Los países en desarrollo más pequeños resistieron la reducción de aranceles de Estados Unidos y de la Unión Europea porque calcularon que ellos podrían perder las ventajas ofrecidas por los programas especiales estadounidenses y de la UE que eliminan aranceles solamente sobre sus exportaciones. Desafortunadamente, estos programas bien intencionados de preferencias comerciales han debilitado el impulso a la apertura en ambas direcciones, perpetuando la dependencia.

Cuatro países africanos insistieron en una "compensación" de entre 250 a 1.000 millones de dólares anuales, y la eliminación unilateral de los subsidios al algodón. En el curso de los últimos 50 años las negociaciones mundiales han progresado porque los países pudieron canjear reducciones de productos e incluso sectores para lograr un resultado equilibrado. Estados Unidos no tiene subsidios de exportación para el algodón y propuso la eliminación de todos los subsidios de exportación. Nos comprometimos a reducir los subsidios internos al algodón como parte de un programa general que también habría reducido los subsidios europeos y chino al algodón, junto con todos los subsidios agrícolas. En vez de tomar al algodón como un símbolo, queríamos hacer una realidad del desarrollo por medio de resultados concretos para los productores y exportadores de algodón y fabricantes de productos de algodón, junto con todos los agricultores.

Las tácticas del enfrentamiento incluyeron un ataque a uno de los pocos mecanismos que puede usar la OMC para empujar a sus 148 miembros hacia un consenso: la presentación por la presidencia de un texto para discusión y negociación. Brasil, la India y otros se negaron siquiera a considerar un texto agrícola preparado por el presidente uruguayo de la OMC y presentado por el director general tailandés de la OMC. Incluso después de que el infatigable ministro de Singapur había preparado, trabajando incesantemente con todas las partes, un nuevo borrador agrícola que reflejara un compromiso equilibrado, Brasil y sus colegas presentaron una lista masiva de cambios requeridos. Si actuaban con seriedad en cuanto a negociar un compromiso para 148 países, excedieron su jugada al no señalar esa intención. Regresaron a sus países sin reducción alguna en subsidios o aranceles.

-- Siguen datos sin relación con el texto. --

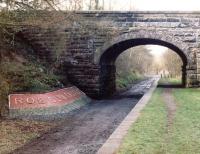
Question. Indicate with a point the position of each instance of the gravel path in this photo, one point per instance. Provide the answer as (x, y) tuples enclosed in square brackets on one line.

Cuando clausuraba la reunión de Cancún, el presidente de la conferencia, Derbez, pidió a los países que volvieran a evaluar las perspectivas para el 15 de diciembre. Sabemos bien lo que piden los países en desarrollo, pero no hemos oído si las economías en desarrollo más competitivas reducirán sus altas barreras. No sabemos si otros países en desarrollo que bloquearon la acción en Cancún ahora aceptarán programas que les piden poco o nada. Estados Unidos está dispuesto a trabajar con el texto del borrador a través de toda la agenda. Sin embargo, a medida que las negociaciones de Doha van a la deriva hacia el próximo año, reconocemos que una nueva Comisión Europea podría reflejar perspectivas diferentes.

Muchos países - desarrollados y en desarrollo - quedaron consternados por la transformación de la OMC en un foro para las políticas de protesta. Algunos resistieron la presión para unirse a la agitación de vecinos en desarrollo más grandes. Desde luego, las posiciones negociadoras difirieron. Pero la división clave en Cancún fue entre los que quieren hacer y los que no lo quieren hacer. Durante dos años Estados Unidos ha promovido mercados abiertos a nivel mundial, en nuestro hemisferio y con subregiones o países individuales. Estados Unidos no esperará mientras los miembros de la OMC ponderan el futuro: avanzaremos hacia el comercio libre con los países que estén dispuestos a hacer las cosas.